Review of Virtual Power Plant Response Capability Assessment and Optimization Dispatch
Junhui Huang, Hui Li, Zhaoyun Zhang
Abstract
Functioning as a smart aggregation entity that combines distributed energy resources, energy storage systems, and flexible loads, virtual power plants (VPPs) serve as a pivotal technology in advancing the decarbonization and flexibility enhancement of modern power systems. Initially, we summarize the developmental context, evolutionary trajectory, and conceptual framework of VPPs. The architecture is functionally partitioned into three tiers: the aggregation layer, communication layer, and dispatch optimization layer (central layer).
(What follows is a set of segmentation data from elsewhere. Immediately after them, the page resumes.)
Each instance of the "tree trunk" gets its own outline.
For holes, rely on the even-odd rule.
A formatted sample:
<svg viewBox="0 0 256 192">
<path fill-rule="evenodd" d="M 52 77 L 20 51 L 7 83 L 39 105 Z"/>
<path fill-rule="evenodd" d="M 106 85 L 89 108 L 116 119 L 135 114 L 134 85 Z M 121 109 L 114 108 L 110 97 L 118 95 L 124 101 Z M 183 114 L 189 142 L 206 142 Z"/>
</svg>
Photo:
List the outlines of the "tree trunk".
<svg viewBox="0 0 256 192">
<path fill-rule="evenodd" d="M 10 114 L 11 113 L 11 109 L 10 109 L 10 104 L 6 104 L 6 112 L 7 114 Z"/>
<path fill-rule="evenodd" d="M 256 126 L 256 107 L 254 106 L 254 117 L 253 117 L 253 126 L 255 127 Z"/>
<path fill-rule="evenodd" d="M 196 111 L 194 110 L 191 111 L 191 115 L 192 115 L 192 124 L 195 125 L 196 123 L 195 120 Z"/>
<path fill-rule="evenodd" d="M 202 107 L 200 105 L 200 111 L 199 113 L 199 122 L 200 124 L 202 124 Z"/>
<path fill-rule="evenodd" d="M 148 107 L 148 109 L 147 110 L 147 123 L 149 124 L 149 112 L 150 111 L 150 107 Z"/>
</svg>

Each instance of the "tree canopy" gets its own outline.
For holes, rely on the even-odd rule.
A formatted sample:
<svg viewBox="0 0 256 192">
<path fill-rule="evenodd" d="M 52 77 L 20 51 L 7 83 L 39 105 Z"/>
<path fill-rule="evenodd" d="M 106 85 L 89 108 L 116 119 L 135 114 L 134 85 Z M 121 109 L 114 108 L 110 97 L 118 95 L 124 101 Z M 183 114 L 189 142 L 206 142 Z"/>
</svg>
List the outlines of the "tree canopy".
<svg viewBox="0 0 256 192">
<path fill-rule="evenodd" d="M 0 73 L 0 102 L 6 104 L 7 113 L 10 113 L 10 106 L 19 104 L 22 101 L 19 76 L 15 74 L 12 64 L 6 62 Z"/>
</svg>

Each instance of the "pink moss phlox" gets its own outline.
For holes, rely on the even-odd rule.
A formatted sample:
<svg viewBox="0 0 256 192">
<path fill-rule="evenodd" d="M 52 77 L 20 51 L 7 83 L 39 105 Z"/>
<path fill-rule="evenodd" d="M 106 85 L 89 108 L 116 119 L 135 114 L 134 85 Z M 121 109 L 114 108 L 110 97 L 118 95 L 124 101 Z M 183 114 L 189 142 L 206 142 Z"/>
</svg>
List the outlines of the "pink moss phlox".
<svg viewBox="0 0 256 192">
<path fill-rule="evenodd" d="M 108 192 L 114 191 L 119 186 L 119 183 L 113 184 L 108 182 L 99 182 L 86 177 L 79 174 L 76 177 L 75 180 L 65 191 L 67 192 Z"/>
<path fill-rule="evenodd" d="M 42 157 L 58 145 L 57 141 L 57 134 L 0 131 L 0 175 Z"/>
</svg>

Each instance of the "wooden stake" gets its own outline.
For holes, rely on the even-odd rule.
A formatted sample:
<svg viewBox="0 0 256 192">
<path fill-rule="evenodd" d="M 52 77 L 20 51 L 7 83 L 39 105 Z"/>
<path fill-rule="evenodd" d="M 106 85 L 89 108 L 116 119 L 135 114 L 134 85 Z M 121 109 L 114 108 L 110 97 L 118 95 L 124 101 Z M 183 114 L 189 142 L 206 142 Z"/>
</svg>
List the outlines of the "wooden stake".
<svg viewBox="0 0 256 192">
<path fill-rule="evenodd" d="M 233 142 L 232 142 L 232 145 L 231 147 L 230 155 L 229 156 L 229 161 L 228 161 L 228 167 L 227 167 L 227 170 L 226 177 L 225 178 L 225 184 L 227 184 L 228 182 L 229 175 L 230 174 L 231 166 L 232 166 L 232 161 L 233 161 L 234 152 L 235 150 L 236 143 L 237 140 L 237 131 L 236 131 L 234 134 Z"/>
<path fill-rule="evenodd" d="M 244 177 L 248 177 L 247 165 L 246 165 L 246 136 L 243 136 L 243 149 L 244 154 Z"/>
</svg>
The dispatch optimization layer of VPPs serves as the “intelligent brain” connecting physical resources with electricity markets, whose core lies in achieving “controllable, adjustable, and optimizable” distributed resources through algorithmic and data-driven approaches, driving the energy system transition towards low-carbon, flexible, and efficient directions. Next, we critically examine core technologies in the dispatch optimization layer, particularly the response capacity assessment and optimal resource scheduling. Its content mainly focuses on the latest research on the aggregated resource response capability evaluation, virtual power plant dispatching optimization models, and dispatching strategies. Conclusively, we analyze prevailing technical bottlenecks and summarize significant advancements, concluding with prospective insights into future research frontiers and developmental priorities for VPPs. In the future energy system transition, VPPs will play an increasingly important role. It is foreseeable that the utilization efficiency of renewable energy will be significantly enhanced, and the energy market will become more diverse and vibrant. We look forward to VPPs integrating more quickly and effectively into daily life, transforming lifestyles and helping people collectively step into a low-carbon, green future.